Bug 503852 - fail2ban fails to ban because of rsyslog
fail2ban fails to ban because of rsyslog
Status: CLOSED ERRATA
Product: Fedora
Classification: Fedora
Component: fail2ban (Show other bugs)
11
All Linux
low Severity urgent
: ---
: ---
Assigned To: Axel Thimm
Fedora Extras Quality Assurance
: Patch
Depends On:
Blocks:
  Show dependency treegraph
 
Reported: 2009-06-02 21:24 EDT by Jonathan Kamens
Modified: 2009-09-15 03:56 EDT (History)
3 users (show)

See Also:
Fixed In Version: 0.8.4-23.fc11
Doc Type: Bug Fix
Doc Text:
Story Points: ---
Clone Of:
Environment:
Last Closed: 2009-09-04 00:03:13 EDT
Type: ---
Regression: ---
Mount Type: ---
Documentation: ---
CRM:
Verified Versions:
Category: ---
oVirt Team: ---
RHEL 7.3 requirements from Atomic Host:
Cloudforms Team: ---


Attachments (Terms of Use)
patch to check inode as well a first line for log rotation (1.15 KB, patch)
2009-06-02 21:24 EDT, Jonathan Kamens
no flags Details | Diff

  None (edit)
Description Jonathan Kamens 2009-06-02 21:24:13 EDT
Fail2ban 0.8.3 detects log rotation by noticing that the first line of the log file has changed.

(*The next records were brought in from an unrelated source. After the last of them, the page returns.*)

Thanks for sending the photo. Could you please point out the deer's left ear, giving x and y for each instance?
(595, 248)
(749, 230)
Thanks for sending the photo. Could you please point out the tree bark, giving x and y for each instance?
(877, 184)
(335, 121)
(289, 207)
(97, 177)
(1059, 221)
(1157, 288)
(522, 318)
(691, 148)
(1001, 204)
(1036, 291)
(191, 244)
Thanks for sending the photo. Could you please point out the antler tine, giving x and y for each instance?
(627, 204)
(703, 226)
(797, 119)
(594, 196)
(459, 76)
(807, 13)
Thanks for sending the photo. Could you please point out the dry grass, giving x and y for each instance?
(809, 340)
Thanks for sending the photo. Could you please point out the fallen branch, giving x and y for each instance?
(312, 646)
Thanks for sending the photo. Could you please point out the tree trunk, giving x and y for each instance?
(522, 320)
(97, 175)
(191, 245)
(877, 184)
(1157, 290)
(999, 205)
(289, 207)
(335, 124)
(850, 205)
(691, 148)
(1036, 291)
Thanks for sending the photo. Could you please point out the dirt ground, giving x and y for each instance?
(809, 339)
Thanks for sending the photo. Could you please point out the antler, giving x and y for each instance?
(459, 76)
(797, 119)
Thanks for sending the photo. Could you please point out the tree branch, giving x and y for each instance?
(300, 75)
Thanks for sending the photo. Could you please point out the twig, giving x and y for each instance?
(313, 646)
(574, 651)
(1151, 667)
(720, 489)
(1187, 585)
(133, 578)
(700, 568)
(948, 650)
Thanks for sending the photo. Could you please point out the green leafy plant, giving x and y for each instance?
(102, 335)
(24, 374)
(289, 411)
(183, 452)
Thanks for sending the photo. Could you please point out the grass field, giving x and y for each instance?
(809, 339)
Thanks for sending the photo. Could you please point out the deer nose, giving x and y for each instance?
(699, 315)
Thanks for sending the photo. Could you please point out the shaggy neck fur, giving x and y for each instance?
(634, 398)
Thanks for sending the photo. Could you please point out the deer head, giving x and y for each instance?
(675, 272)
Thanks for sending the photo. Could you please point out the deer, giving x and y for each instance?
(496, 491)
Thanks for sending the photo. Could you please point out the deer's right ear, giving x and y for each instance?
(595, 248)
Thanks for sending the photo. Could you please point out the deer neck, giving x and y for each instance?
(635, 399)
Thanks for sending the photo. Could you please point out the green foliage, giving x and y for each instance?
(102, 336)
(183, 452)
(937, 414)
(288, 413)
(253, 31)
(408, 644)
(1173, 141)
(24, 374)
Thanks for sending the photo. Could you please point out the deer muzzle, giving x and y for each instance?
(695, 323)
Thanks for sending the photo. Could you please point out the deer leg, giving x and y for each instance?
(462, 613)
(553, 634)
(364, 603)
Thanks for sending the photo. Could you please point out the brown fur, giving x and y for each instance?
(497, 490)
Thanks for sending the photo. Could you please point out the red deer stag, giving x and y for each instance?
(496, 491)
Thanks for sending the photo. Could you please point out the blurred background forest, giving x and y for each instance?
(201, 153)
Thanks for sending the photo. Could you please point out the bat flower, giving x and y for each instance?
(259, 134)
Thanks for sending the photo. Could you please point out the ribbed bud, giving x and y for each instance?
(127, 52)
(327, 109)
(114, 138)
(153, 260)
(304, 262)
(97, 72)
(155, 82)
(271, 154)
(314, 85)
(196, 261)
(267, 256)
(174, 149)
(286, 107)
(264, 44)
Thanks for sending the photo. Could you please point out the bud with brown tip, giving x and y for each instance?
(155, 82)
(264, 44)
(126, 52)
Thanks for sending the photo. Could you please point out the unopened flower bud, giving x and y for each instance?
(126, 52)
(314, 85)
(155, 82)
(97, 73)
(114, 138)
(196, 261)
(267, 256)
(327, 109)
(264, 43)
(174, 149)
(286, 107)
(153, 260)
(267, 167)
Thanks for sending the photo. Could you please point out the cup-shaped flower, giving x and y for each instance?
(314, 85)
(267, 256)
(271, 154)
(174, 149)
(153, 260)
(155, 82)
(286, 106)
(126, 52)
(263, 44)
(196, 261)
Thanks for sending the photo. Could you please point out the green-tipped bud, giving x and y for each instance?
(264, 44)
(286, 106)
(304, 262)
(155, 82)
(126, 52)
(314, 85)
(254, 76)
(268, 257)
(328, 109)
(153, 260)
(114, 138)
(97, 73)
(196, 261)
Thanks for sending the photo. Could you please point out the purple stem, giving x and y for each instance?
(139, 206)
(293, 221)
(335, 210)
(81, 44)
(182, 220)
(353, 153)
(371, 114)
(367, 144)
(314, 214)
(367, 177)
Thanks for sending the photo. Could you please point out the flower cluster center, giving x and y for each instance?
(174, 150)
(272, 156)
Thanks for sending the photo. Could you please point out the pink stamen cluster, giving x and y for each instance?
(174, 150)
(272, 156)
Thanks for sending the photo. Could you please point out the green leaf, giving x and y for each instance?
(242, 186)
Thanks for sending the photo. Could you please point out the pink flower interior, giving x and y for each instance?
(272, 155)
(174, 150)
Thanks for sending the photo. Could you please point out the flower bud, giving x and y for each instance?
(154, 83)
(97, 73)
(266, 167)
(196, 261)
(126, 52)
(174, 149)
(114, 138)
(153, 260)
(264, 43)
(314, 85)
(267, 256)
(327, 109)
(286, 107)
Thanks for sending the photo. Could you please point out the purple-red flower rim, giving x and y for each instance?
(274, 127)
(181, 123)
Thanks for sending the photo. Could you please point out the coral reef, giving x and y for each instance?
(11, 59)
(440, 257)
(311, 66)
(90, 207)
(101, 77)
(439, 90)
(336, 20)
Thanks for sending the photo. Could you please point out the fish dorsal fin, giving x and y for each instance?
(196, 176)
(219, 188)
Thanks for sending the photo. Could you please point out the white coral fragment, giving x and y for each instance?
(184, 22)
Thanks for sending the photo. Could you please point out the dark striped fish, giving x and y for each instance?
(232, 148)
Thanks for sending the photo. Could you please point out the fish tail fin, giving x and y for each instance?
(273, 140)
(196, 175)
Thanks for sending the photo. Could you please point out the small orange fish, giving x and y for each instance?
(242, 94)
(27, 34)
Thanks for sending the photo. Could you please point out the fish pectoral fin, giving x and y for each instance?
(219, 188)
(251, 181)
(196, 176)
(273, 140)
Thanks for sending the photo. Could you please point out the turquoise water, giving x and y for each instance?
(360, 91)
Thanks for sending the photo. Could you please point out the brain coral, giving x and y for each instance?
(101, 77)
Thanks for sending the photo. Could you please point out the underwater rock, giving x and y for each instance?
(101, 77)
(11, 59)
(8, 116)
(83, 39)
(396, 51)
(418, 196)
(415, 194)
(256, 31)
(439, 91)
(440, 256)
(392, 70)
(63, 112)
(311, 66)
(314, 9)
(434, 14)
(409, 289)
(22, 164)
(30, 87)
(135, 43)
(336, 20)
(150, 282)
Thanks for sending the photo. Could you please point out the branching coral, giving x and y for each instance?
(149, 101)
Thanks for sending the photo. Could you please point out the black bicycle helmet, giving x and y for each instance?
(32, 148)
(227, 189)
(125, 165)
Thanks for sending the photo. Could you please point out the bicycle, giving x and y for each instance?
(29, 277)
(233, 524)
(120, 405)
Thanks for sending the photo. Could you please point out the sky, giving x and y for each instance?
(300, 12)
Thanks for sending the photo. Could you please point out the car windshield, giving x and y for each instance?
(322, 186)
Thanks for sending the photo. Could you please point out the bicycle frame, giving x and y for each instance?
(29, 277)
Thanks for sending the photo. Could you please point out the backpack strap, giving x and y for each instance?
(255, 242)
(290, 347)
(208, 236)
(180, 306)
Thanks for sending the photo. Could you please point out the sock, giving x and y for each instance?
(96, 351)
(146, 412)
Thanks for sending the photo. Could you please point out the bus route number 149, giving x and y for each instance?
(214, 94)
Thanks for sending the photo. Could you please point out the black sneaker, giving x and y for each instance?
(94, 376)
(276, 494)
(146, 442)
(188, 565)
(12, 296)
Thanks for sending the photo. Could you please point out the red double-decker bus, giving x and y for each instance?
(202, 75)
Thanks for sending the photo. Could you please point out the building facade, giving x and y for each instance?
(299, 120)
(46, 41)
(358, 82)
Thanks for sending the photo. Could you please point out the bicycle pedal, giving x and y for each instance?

Unfortunately, this doesn't work reliably on systems that use rsyslog, when there is for whatever reason some process regularly sending a HUP signal to rsyslog, because the messages that rsyslog logs when it is HUP'd are not timestamped, which means that it's entirely possible for the first time of the new log file to be the same as the first line as the last one.

More generally, the assumption that all log file lines are timestamped and therefore that the first line of the new log file will always differ from the first line of the old one is invalid.

This could lead to banning not happening when it should (and, indeed, it did lead to exactly this on my system).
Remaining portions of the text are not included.